Bibliophilia Obscura: Two Poems by Alejandra Pizarnik
At the Wait of Obscurity - Translated by Johannes Anders
That moment one doesn’t forget
So void – I returned by the shadows
So empty – rejected by the timepieces
That skinflint instant nursed by my softness
Nuded, Naked of gored up vans [1]
Sans eyes to recall old anxieties
Sans lips to scoop the squash of violences
Lost in the song of the ice-cream bells.
Sheltered girl, blind woman of her vitals
Send your hair frosted by fire
Embrace the tiny statuette of terror.
Signal the convulsive globe at your feet
At your feet where swallows die
Shivering of fear to glimpse the future
Tell us that the sighs of the sea
Humidify the only words
Worth living for.
But that sweaty moment of nil
Nestled in the cave of endings
Sans hands to never speak with
Sans hands to gift butterflies
To the children already dead.
[1] Van: A wing with which the air is beaten
The Enamorada - Translated by Johannes Anders
This dismal hobbyhorse of life
This recondite humour of life
Alejandra drags you not to deny it
Today you watched in the mirror
And you were sad and alone
The light roared and the air sang
But your lover don’t return
Notes you’ll send will grin
Your hands’ll tremor to revolve
Your lover so desired
Back to you
Hear the witless siren who stole
The boat with beards of froth
Where the laughing died
Recall the final hug -
Oh now nothing of anxiety -
Laughing in the handkerchief out loud
But lock the ports of your features
To secret them for later
With that lost love who lit you
You gnaw at the days
You blame the nights
Life wrings you so much
Desperate! Go where?
So Desperate.. Nothing left..
(Alejandra Pizarnik, the last innocent, 1956)

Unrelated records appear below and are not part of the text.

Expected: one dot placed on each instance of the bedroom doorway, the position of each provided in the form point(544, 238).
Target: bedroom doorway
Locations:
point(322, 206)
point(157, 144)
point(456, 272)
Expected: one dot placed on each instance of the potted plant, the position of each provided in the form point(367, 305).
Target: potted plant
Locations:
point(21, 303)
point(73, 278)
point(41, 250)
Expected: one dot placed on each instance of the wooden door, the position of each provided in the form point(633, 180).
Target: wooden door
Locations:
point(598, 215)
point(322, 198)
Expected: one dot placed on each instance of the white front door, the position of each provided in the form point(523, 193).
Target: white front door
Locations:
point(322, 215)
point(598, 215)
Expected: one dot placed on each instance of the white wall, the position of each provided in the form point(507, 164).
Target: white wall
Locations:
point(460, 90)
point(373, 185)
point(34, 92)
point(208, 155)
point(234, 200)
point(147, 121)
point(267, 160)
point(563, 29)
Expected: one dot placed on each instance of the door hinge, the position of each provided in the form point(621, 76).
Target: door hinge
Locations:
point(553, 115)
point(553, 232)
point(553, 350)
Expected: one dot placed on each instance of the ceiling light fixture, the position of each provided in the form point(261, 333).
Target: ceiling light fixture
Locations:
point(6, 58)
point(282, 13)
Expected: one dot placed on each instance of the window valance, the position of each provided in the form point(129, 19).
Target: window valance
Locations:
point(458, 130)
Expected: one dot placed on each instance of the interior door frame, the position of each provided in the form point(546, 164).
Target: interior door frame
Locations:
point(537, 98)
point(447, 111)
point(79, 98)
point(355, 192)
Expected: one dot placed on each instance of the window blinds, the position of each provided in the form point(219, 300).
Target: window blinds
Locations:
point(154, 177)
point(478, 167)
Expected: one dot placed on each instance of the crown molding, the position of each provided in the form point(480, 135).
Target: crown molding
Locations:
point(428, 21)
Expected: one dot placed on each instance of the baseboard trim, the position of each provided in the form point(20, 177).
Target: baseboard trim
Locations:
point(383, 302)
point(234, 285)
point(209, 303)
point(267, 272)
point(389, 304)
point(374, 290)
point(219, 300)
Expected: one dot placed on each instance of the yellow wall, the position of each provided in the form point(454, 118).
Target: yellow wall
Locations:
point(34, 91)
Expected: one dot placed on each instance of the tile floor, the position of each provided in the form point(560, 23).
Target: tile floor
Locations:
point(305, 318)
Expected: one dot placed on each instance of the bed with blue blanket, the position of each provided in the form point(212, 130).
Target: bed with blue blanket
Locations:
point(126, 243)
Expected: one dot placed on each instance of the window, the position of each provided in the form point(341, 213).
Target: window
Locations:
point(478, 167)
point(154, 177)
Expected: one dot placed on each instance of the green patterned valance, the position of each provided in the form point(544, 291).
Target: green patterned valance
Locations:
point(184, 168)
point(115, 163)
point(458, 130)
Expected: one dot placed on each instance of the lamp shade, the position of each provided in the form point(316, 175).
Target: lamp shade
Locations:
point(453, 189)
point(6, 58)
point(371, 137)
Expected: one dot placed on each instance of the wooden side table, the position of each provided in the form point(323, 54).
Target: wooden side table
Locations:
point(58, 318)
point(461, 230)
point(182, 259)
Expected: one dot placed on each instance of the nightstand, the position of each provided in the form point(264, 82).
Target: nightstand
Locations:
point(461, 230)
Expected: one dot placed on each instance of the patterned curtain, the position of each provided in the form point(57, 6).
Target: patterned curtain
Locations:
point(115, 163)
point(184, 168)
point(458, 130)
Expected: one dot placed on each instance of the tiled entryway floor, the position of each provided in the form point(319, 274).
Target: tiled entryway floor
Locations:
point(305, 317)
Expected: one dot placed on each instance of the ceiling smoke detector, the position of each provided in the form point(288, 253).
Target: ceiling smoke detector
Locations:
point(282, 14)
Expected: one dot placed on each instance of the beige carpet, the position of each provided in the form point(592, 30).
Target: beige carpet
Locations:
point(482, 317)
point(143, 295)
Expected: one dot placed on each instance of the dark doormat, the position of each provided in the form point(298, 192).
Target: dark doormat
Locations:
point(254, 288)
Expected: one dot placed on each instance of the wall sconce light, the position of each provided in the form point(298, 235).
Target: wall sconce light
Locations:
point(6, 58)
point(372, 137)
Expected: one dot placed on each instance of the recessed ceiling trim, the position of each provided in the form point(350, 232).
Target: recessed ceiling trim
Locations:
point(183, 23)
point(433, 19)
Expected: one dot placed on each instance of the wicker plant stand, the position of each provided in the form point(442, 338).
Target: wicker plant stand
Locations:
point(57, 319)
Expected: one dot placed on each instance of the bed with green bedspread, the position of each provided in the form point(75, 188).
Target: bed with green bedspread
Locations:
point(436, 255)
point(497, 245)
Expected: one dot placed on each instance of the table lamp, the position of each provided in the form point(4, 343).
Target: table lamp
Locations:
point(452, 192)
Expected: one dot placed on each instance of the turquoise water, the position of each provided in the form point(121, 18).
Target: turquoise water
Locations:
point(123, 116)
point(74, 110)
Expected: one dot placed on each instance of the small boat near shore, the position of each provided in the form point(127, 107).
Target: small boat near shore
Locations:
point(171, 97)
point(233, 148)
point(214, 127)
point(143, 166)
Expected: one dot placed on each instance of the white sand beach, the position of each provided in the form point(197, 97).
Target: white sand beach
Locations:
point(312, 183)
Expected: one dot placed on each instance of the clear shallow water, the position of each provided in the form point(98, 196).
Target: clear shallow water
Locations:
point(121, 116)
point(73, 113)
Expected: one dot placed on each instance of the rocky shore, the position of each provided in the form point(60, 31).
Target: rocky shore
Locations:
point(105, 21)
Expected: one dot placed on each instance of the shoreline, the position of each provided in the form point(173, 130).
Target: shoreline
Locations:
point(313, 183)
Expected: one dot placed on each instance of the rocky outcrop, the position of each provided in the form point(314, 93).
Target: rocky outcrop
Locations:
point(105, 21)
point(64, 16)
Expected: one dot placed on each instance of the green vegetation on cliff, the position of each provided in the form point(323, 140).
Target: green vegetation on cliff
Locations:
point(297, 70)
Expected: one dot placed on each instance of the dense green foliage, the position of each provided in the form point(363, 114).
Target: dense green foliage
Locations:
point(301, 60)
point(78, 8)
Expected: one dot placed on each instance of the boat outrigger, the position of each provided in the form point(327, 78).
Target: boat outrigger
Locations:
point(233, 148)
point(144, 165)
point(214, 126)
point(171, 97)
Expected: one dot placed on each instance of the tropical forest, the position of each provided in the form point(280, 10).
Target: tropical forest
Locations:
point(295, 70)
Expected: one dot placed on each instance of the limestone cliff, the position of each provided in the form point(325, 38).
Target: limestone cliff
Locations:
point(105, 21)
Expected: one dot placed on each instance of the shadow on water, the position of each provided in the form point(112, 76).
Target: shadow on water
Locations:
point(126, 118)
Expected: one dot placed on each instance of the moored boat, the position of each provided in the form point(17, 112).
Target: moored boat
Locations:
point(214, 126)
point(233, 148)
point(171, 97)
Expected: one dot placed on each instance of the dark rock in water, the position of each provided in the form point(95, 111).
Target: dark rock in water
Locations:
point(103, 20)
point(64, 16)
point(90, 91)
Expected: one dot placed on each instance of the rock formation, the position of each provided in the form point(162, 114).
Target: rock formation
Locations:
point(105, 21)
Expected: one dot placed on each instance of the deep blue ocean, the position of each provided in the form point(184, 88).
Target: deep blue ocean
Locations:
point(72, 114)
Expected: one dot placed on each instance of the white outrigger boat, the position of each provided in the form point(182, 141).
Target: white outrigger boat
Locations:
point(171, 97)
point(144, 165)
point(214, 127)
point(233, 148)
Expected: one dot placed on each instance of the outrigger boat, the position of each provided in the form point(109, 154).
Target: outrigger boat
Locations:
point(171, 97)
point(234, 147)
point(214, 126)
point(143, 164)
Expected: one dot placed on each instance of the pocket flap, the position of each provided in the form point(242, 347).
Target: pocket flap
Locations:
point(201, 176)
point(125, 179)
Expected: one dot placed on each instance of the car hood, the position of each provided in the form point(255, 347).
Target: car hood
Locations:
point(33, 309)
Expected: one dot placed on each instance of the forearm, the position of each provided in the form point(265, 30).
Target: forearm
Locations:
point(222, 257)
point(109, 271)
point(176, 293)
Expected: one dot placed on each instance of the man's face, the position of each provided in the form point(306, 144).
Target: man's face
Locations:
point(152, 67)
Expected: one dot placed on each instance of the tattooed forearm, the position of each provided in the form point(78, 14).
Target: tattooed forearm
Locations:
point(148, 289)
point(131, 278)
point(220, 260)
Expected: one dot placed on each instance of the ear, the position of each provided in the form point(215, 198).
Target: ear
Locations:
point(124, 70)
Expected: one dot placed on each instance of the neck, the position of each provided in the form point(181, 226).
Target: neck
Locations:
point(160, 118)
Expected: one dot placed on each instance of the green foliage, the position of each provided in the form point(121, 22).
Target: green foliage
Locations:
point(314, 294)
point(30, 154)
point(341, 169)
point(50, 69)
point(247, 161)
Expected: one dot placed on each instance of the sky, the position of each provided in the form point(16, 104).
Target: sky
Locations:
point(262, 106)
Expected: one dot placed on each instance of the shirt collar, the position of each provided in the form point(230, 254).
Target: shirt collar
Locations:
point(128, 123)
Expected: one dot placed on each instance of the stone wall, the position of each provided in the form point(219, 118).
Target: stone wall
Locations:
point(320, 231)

Alejandra Pizarnik was born on April 29, 1936 in Avellaneda, Buenos Aires Province, near the capital. Her parents, Jewish immigrants, travelled from Rovno, Ukraine (of the then Russian Empire), and had settled in Argentina against the 1915 Revolution.
A year after entering the department of Philosophy and Letters at the Universidad de Buenos Aires, Pizarnik published her first book of poetry, La tierra más ajena (1955). Soon after, she studied painting with Juan Batlle Planas. Pizarnik followed her debut work with two more volumes of poems, La última inocencia (1956) and Las aventuras perdidas (1958).
From 1960 to 1964 Pizarnik lived in Paris. There she worked for the journal Cuadernos, sat on the editorial board of the magazine Les Lettres Nouvelles, and moved in Parisian circles. She was awarded a Guggenheim Fellowship in 1968 and in 1971 a Fulbright Scholarship.
Pizarnik ended her life on September 25, 1972 by taking an overdose of Secobarbital Sodium at the age of 36. She was buried in Cementerio La Tablada, Buenos Aires, Argentina.